Opis stanu faktycznego
Postępowanie toczyło się w sprawie stwierdzenia nabycia spadku po zmarłym P.M., który nie miał dzieci, natomiast żyli jego rodzice (którzy odrzucili spadek) i dwaj rodzeni bracia. Przy zmarłym znaleziono własnoręcznie napisany dokument, zatytułowany na pierwszej stronie „Testament”, zawierający zdanie o treści: „Mój majątek po uregulowaniu ewentualnych zobowiązań moich należy rozdzielić po równo pomiędzy moich przyjaciół (mężczyzn z mojego zdjęcia)” pod którego treścią podpisał się, wskazując miejsce i datę. Do testamentu nie było dołączone żadne zdjęcie. Natomiast w rzeczach osobistych spadkodawcy, które znajdowały się w jego szafce w zakładzie pracy, znaleziono kolorową kserokopię formatu A4 kolażu 9 zdjęć, obejmujących 11 mężczyzn. Wcześniej kserokopia ta znajdowała się w lokalach, w których mieszkał.
Stanowisko SR i SO
Sąd Rejonowy stwierdził, że spadek po P.M. nabyli na podstawie ustawy jego bracia: D.M. i M.M. Mimo stwierdzenia ważności testamentu przyjął, że zawarte w nim powołanie spadkobierców nie czyni zadość wymaganiom wynikającym z art. 959 KC i jest nieskuteczne. Jeżeli bowiem spadkobierca nie został określony imiennie, testament musi zawierać wskazania, które pozwalają na stwierdzenie intencji spadkodawcy w sposób nie budzący uzasadnionych wątpliwości. Co prawda, w ocenie SR, także ustalenie spadkobiercy może być wynikiem wykładni ukierunkowanej na możliwie najpełniejsze urzeczywistnienie woli spadkodawcy i uwzględniać wszelkie, pomocne okoliczności, w tym zewnętrzne. Ma tu również zastosowanie zasada życzliwej interpretacji testamentu, pozwalająca utrzymać rozrządzenia spadkodawcy w mocy i nadać im rozsądną treść. Jednakże reguły te mogą służyć jedynie usunięciu niejasności, a nie uzupełnieniu lub modyfikacji treści testamentu. Nie pozwalają zatem na określenie osoby powołanej do spadku w oparciu o sformułowanie: „moi przyjaciele – mężczyźni ze zdjęcia” w sytuacji, w której zdjęcie nie zostało dołączone do testamentu, a spadkodawca posiadał wiele zdjęć znajomych. Za niewystarczającą uznał okoliczność, że jego kserokopia była znana niektórym uczestnikom postępowania, zwłaszcza iż nie wszyscy uczestnicy widzieli łączność między kolażem a testamentem, między pojęciami „zdjęcie” i „kolaż zdjęć” istnieje zaś różnica. W konsekwencji SR stwierdził, że ustalenie w drodze wykładni spadkobierców byłoby in casu niedopuszczalnym uzupełnieniem treści testamentu.

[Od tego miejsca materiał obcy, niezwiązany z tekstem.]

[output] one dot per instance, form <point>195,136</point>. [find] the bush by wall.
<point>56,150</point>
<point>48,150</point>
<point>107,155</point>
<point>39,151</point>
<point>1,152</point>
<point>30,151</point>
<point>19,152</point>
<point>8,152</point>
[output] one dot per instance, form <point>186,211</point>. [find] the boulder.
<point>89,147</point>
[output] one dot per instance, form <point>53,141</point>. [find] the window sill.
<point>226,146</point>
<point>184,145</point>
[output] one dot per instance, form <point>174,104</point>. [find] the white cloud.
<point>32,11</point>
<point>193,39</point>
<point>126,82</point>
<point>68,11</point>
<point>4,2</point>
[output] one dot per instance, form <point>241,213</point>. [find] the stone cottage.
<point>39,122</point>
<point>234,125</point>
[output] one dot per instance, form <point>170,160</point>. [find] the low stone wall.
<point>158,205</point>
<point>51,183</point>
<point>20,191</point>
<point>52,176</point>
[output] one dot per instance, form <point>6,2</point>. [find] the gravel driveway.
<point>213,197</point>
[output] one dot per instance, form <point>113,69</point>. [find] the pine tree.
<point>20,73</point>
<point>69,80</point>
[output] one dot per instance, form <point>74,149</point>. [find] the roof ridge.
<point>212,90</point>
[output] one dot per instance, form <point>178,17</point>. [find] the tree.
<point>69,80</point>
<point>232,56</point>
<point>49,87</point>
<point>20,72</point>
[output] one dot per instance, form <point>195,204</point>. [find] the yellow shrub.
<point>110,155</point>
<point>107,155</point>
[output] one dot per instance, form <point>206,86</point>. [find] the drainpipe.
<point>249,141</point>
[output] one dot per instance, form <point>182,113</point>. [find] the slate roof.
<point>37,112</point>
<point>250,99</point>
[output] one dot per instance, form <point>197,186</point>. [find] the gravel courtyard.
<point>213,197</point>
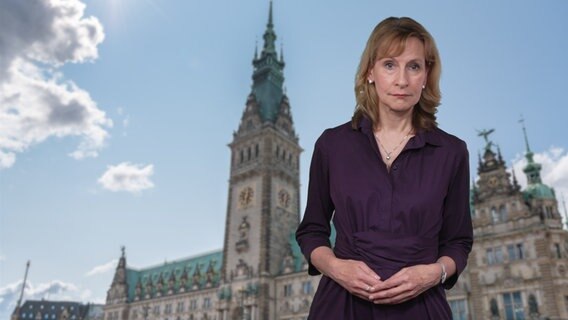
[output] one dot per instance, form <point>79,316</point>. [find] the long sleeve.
<point>315,229</point>
<point>456,235</point>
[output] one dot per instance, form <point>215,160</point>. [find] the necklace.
<point>395,147</point>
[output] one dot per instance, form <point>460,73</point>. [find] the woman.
<point>396,187</point>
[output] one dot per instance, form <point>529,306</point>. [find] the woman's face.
<point>398,80</point>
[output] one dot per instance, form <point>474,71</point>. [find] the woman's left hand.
<point>406,284</point>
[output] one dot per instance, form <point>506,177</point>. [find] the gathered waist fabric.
<point>386,253</point>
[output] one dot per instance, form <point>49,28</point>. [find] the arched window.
<point>494,308</point>
<point>494,215</point>
<point>533,305</point>
<point>503,213</point>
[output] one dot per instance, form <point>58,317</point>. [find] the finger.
<point>368,271</point>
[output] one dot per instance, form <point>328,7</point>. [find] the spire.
<point>565,212</point>
<point>269,35</point>
<point>532,169</point>
<point>515,182</point>
<point>19,303</point>
<point>522,121</point>
<point>268,77</point>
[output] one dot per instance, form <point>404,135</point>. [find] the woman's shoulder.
<point>446,139</point>
<point>331,136</point>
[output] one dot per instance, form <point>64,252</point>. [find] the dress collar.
<point>420,139</point>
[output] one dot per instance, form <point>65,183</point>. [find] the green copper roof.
<point>196,269</point>
<point>268,76</point>
<point>535,187</point>
<point>539,191</point>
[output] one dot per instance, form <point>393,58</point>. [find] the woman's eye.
<point>415,66</point>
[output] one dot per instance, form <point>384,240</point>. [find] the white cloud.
<point>55,290</point>
<point>36,102</point>
<point>104,268</point>
<point>554,172</point>
<point>127,177</point>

Sąd Okręgowy powziął poważne wątpliwości co do tego, czy w sytuacji, w której treść testamentu własnoręcznego nie pozwala na ustalenie kręgu osób powołanych przez spadkodawcę do spadku, gdyż wskazano w nim jako spadkobierców przyjaciół spadkodawcy, możliwe jest dociekanie woli osoby sporządzającej testament w oparciu o zeznania świadków lub samej zainteresowanej dziedziczeniem. Stwierdził jednocześnie, że określenie spadkobierców w drodze wykładni przedmiotowego testamentu stanowiłoby jego niedopuszczalne uzupełnienie. Z drugiej jednak strony zwrócił uwagę, że ze względu na szczególną regułę wykładni z art. 948 § 1 KC obok treści samego testamentu doniosłą rolę mogą odgrywać także wszelkie okoliczności zewnętrzne, choćby w nim niewspomniane.
Stanowisko SN
Na wstępie odpowiedzi na przedstawione zagadnienie prawne Sąd Najwyższy wskazał, że doniosłość testamentu jest szczególna; istotne jest przede wszystkim uwzględnianie woli właściciela jako podstawowego czynnika rozstrzygającego o tym, komu mają w razie jego śmierci przypaść przedmioty tworzące jego majątek. Do wykładni testamentu nie ma zastosowania tzw. kombinowana metoda wykładni, która w razie rozbieżności co do znaczenia oświadczenia woli między stronami czynności sięga do kryterium obiektywnego, zgodnie z którym właściwy sens oświadczenia woli ustala się na podstawie przypisania normatywnego, czyli tak, jak adresat sens ten rozumiał i rozumieć powinien przy założeniu starannych z jego strony zabiegów interpretacyjnych. Miarodajna zaś jest tzw. wykładnia subiektywno-indywidualna, która decydujące znaczenie przypisuje sposobowi rozumienia oświadczenia woli przez samego testatora. Jeżeli inne niż imienne określenie spadkobiercy nie jest samo przez się wystarczająco precyzyjne, niezbędne jest podjęcie próby ustalenia jego znaczenia przez sięgnięcie do dodatkowych wskazówek, także tych które mają w stosunku do treści testamentu charakter zewnętrzny. Okoliczności te mogą być stwierdzone za pomocą wszelkich dowodów, także dowodu ze świadków lub z przesłuchania stron, nawet bowiem jeżeli uznać, że art. 247 KPC dotyczy także testamentu – co kwestionuje się ze względu na jednostronny charakter tej czynności prawnej – dowody takie nie są skierowane przeciw osnowie dokumentu, lecz służą ustaleniu w drodze wykładni niejasnych oświadczeń woli zawartych w dokumencie. Żadne formalne ograniczenia dowodowe nie wynikają też z przepisów, które zastrzegają, że określone kategorie osób nie mogą być świadkami przy sporządzaniu testamentu.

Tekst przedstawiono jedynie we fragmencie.